In UK, however, the story is somewhat different, as I found out in a visit to the National Wool Museum in Wales.
This small but really fascinating museum is housed in the listed buildings of the former Cambrian Mills and tells the story of spinning and weaving industry, from early days as a cottage industry through the industrial revolution.
How very different this picture is to the open Australian plains. While our stockmen and shearers toiled in terrible heat, British textile workers struggled in cramped dark and noisy mills, breathing in the deadly fibres.
At the Wool Museum has preserved machines of that era and kept them in working order… which gave me a chance to shoot a few seconds of video…

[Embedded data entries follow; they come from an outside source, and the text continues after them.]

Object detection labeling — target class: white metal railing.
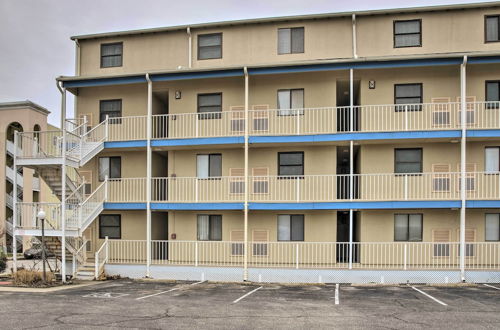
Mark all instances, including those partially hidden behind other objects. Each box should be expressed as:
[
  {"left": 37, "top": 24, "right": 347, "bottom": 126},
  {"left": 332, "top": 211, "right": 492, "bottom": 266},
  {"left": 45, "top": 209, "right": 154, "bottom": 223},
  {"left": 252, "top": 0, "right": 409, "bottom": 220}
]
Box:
[
  {"left": 72, "top": 238, "right": 89, "bottom": 276},
  {"left": 16, "top": 130, "right": 64, "bottom": 159},
  {"left": 82, "top": 118, "right": 107, "bottom": 144},
  {"left": 95, "top": 237, "right": 109, "bottom": 279},
  {"left": 104, "top": 172, "right": 500, "bottom": 203},
  {"left": 106, "top": 240, "right": 500, "bottom": 270},
  {"left": 152, "top": 111, "right": 244, "bottom": 139},
  {"left": 67, "top": 179, "right": 107, "bottom": 230},
  {"left": 16, "top": 202, "right": 62, "bottom": 230},
  {"left": 108, "top": 178, "right": 146, "bottom": 202},
  {"left": 108, "top": 116, "right": 147, "bottom": 141},
  {"left": 84, "top": 102, "right": 499, "bottom": 142}
]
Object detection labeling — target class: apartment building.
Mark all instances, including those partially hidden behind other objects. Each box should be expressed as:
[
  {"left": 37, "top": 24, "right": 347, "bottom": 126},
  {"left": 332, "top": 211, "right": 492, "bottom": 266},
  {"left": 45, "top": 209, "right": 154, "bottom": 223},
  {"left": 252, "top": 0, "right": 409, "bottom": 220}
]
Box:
[
  {"left": 12, "top": 2, "right": 500, "bottom": 283},
  {"left": 0, "top": 101, "right": 50, "bottom": 253}
]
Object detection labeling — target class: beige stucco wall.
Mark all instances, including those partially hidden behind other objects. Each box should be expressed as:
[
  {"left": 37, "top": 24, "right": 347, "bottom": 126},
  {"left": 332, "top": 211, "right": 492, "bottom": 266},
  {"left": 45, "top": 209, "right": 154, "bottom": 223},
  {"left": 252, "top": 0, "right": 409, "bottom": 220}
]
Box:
[
  {"left": 76, "top": 7, "right": 500, "bottom": 76},
  {"left": 0, "top": 106, "right": 49, "bottom": 249}
]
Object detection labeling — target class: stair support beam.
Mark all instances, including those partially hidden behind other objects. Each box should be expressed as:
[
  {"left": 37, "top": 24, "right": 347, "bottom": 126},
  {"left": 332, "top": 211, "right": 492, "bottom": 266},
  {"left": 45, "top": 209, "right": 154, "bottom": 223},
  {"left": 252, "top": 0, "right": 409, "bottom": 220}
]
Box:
[
  {"left": 59, "top": 84, "right": 67, "bottom": 283},
  {"left": 12, "top": 132, "right": 18, "bottom": 271}
]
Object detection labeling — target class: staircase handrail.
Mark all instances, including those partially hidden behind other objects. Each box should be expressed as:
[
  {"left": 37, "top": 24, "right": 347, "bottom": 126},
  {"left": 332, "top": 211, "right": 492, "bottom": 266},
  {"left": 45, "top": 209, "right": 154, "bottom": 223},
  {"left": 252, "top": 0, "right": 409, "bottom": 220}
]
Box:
[
  {"left": 95, "top": 236, "right": 109, "bottom": 279},
  {"left": 82, "top": 117, "right": 108, "bottom": 142},
  {"left": 65, "top": 182, "right": 85, "bottom": 204},
  {"left": 72, "top": 237, "right": 88, "bottom": 276}
]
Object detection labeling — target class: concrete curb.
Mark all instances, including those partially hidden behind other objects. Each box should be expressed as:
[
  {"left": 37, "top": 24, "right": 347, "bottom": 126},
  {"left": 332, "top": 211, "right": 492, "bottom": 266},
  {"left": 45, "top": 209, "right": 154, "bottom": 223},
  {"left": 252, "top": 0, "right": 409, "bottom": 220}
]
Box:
[{"left": 0, "top": 280, "right": 106, "bottom": 293}]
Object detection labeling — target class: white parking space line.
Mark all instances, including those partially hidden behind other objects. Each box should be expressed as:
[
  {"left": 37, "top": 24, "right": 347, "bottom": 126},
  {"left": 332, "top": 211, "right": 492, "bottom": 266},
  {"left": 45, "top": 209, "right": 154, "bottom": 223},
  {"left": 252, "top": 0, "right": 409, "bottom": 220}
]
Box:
[
  {"left": 136, "top": 287, "right": 179, "bottom": 300},
  {"left": 410, "top": 286, "right": 448, "bottom": 306},
  {"left": 232, "top": 286, "right": 263, "bottom": 304},
  {"left": 483, "top": 284, "right": 500, "bottom": 290},
  {"left": 335, "top": 284, "right": 340, "bottom": 305},
  {"left": 136, "top": 281, "right": 206, "bottom": 300}
]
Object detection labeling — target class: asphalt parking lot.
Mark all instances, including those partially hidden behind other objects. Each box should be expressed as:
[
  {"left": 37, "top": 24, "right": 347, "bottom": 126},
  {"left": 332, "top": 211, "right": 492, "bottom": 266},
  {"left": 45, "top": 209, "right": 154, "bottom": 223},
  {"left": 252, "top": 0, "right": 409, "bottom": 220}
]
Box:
[{"left": 0, "top": 280, "right": 499, "bottom": 329}]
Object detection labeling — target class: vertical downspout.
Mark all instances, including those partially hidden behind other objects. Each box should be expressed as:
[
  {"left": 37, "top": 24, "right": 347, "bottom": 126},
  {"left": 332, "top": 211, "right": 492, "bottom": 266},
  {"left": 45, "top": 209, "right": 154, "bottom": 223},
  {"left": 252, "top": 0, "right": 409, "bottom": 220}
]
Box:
[
  {"left": 187, "top": 27, "right": 192, "bottom": 69},
  {"left": 243, "top": 67, "right": 249, "bottom": 281},
  {"left": 12, "top": 132, "right": 18, "bottom": 272},
  {"left": 57, "top": 81, "right": 67, "bottom": 283},
  {"left": 349, "top": 68, "right": 354, "bottom": 270},
  {"left": 146, "top": 74, "right": 152, "bottom": 278},
  {"left": 352, "top": 14, "right": 358, "bottom": 59},
  {"left": 74, "top": 39, "right": 81, "bottom": 120},
  {"left": 459, "top": 56, "right": 467, "bottom": 282}
]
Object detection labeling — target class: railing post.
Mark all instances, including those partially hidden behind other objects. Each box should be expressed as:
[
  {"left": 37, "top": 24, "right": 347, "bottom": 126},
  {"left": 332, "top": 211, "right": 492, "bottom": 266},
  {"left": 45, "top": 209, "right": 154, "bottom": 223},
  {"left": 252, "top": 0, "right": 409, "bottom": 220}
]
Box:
[
  {"left": 296, "top": 177, "right": 300, "bottom": 202},
  {"left": 404, "top": 174, "right": 408, "bottom": 200},
  {"left": 296, "top": 109, "right": 300, "bottom": 135},
  {"left": 195, "top": 241, "right": 199, "bottom": 267},
  {"left": 104, "top": 175, "right": 109, "bottom": 201},
  {"left": 72, "top": 255, "right": 76, "bottom": 276},
  {"left": 94, "top": 251, "right": 99, "bottom": 279},
  {"left": 105, "top": 114, "right": 110, "bottom": 140},
  {"left": 105, "top": 236, "right": 109, "bottom": 262},
  {"left": 196, "top": 115, "right": 199, "bottom": 137},
  {"left": 404, "top": 243, "right": 407, "bottom": 270},
  {"left": 295, "top": 243, "right": 299, "bottom": 269},
  {"left": 195, "top": 179, "right": 199, "bottom": 202},
  {"left": 405, "top": 105, "right": 408, "bottom": 131}
]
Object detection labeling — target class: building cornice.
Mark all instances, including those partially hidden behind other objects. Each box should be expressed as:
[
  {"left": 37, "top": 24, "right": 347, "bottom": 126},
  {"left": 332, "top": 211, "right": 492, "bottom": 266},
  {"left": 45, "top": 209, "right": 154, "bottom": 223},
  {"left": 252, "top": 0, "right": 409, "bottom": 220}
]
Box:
[{"left": 0, "top": 101, "right": 50, "bottom": 116}]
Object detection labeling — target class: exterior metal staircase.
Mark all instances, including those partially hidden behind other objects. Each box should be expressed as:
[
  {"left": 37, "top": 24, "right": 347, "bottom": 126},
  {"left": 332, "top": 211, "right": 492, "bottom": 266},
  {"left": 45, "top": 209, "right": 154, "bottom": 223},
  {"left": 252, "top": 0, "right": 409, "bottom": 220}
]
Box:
[{"left": 12, "top": 119, "right": 109, "bottom": 278}]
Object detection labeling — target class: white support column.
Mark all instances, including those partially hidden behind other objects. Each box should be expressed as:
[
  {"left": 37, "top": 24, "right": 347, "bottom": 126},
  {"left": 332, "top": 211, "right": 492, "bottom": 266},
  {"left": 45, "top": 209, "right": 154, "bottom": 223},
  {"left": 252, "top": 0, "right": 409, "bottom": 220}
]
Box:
[
  {"left": 351, "top": 14, "right": 358, "bottom": 59},
  {"left": 146, "top": 74, "right": 153, "bottom": 278},
  {"left": 459, "top": 56, "right": 468, "bottom": 282},
  {"left": 61, "top": 87, "right": 67, "bottom": 282},
  {"left": 348, "top": 69, "right": 354, "bottom": 270},
  {"left": 12, "top": 132, "right": 18, "bottom": 272},
  {"left": 243, "top": 67, "right": 249, "bottom": 281}
]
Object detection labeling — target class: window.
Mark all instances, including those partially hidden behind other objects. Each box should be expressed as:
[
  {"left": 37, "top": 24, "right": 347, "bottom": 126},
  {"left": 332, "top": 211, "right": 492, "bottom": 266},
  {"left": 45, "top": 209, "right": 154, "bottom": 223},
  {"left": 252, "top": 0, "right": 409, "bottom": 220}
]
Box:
[
  {"left": 278, "top": 215, "right": 304, "bottom": 241},
  {"left": 99, "top": 214, "right": 121, "bottom": 239},
  {"left": 98, "top": 157, "right": 121, "bottom": 181},
  {"left": 485, "top": 147, "right": 500, "bottom": 172},
  {"left": 278, "top": 27, "right": 304, "bottom": 54},
  {"left": 197, "top": 154, "right": 222, "bottom": 178},
  {"left": 395, "top": 148, "right": 422, "bottom": 174},
  {"left": 486, "top": 214, "right": 500, "bottom": 241},
  {"left": 485, "top": 15, "right": 500, "bottom": 42},
  {"left": 278, "top": 152, "right": 304, "bottom": 177},
  {"left": 197, "top": 215, "right": 222, "bottom": 241},
  {"left": 197, "top": 93, "right": 222, "bottom": 119},
  {"left": 277, "top": 89, "right": 304, "bottom": 116},
  {"left": 395, "top": 84, "right": 423, "bottom": 111},
  {"left": 394, "top": 19, "right": 421, "bottom": 48},
  {"left": 99, "top": 100, "right": 122, "bottom": 122},
  {"left": 394, "top": 214, "right": 422, "bottom": 241},
  {"left": 101, "top": 42, "right": 123, "bottom": 68},
  {"left": 486, "top": 81, "right": 500, "bottom": 109},
  {"left": 198, "top": 33, "right": 222, "bottom": 60}
]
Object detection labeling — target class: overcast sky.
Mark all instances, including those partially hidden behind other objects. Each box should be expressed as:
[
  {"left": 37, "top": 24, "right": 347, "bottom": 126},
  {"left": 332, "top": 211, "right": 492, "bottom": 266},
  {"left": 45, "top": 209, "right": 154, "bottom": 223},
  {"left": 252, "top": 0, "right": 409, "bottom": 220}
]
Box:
[{"left": 0, "top": 0, "right": 491, "bottom": 126}]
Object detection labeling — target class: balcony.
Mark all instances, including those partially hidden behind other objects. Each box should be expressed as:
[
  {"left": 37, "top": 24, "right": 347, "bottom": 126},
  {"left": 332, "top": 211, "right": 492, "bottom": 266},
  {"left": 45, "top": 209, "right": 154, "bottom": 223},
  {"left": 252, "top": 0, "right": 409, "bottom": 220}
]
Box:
[
  {"left": 101, "top": 101, "right": 500, "bottom": 142},
  {"left": 105, "top": 240, "right": 500, "bottom": 270},
  {"left": 106, "top": 172, "right": 500, "bottom": 204}
]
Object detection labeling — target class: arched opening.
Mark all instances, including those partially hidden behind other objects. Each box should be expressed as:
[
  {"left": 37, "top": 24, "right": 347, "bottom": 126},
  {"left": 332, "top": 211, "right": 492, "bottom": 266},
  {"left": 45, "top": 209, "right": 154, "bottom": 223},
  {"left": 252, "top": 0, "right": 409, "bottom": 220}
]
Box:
[{"left": 6, "top": 122, "right": 23, "bottom": 143}]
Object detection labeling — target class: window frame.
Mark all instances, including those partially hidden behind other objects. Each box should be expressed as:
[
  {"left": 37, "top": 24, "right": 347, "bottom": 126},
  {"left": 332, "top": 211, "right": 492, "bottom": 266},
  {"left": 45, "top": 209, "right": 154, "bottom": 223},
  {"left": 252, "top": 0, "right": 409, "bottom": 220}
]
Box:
[
  {"left": 277, "top": 27, "right": 305, "bottom": 55},
  {"left": 277, "top": 88, "right": 305, "bottom": 116},
  {"left": 197, "top": 93, "right": 222, "bottom": 119},
  {"left": 100, "top": 42, "right": 123, "bottom": 68},
  {"left": 99, "top": 214, "right": 121, "bottom": 239},
  {"left": 394, "top": 148, "right": 423, "bottom": 174},
  {"left": 394, "top": 213, "right": 423, "bottom": 242},
  {"left": 98, "top": 156, "right": 122, "bottom": 181},
  {"left": 99, "top": 99, "right": 122, "bottom": 123},
  {"left": 197, "top": 33, "right": 223, "bottom": 60},
  {"left": 277, "top": 214, "right": 305, "bottom": 241},
  {"left": 394, "top": 83, "right": 423, "bottom": 112},
  {"left": 485, "top": 147, "right": 500, "bottom": 173},
  {"left": 196, "top": 153, "right": 222, "bottom": 179},
  {"left": 485, "top": 15, "right": 500, "bottom": 43},
  {"left": 197, "top": 214, "right": 222, "bottom": 241},
  {"left": 486, "top": 80, "right": 500, "bottom": 109},
  {"left": 393, "top": 19, "right": 422, "bottom": 48},
  {"left": 278, "top": 151, "right": 304, "bottom": 177},
  {"left": 485, "top": 213, "right": 500, "bottom": 241}
]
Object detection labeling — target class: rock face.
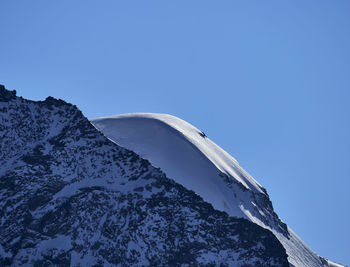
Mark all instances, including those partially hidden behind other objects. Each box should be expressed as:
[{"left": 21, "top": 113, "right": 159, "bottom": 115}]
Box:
[{"left": 0, "top": 85, "right": 289, "bottom": 266}]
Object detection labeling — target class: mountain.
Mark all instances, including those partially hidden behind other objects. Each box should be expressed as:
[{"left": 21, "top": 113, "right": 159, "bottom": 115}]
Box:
[
  {"left": 92, "top": 113, "right": 343, "bottom": 267},
  {"left": 0, "top": 84, "right": 289, "bottom": 266}
]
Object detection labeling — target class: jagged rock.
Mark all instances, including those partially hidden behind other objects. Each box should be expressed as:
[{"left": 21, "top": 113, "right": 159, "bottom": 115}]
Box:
[{"left": 0, "top": 84, "right": 16, "bottom": 102}]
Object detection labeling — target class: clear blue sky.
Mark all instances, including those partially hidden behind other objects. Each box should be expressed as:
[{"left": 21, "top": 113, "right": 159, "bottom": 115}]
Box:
[{"left": 1, "top": 1, "right": 349, "bottom": 265}]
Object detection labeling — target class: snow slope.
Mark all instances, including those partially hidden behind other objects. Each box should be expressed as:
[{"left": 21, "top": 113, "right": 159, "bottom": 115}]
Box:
[{"left": 92, "top": 113, "right": 341, "bottom": 267}]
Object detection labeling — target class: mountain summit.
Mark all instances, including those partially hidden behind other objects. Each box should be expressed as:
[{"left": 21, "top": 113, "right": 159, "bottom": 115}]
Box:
[
  {"left": 0, "top": 85, "right": 343, "bottom": 266},
  {"left": 92, "top": 113, "right": 343, "bottom": 267}
]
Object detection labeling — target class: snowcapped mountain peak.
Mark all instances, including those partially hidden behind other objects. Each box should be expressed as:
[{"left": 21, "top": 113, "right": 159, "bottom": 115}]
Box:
[
  {"left": 0, "top": 84, "right": 342, "bottom": 267},
  {"left": 92, "top": 112, "right": 340, "bottom": 267}
]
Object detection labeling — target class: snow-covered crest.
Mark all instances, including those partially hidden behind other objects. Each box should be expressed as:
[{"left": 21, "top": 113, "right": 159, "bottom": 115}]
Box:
[{"left": 92, "top": 113, "right": 341, "bottom": 267}]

Quite apart from the noise of the machines, look at the speed of those shuttles. If one hit a worker (and I’m sure they must have from time to time) there would be serious injuries as a result.
I was fascinated by the fact that only one of the men doing the demonstration wore ear protection. I felt like my ears were ringing after just a few minutes in the room. In Victorian times, workers were deafened by working long hours in this terrible din.
The machines still spin wool and make fabrics in the traditional way – and the colours and fabric patterns produced today are the same as they have been for generations…
Which if course took me to the shop – where I bought wool spun on those preserved spinning mules.
Because you can’t have too much wool standing by for the next knitting project.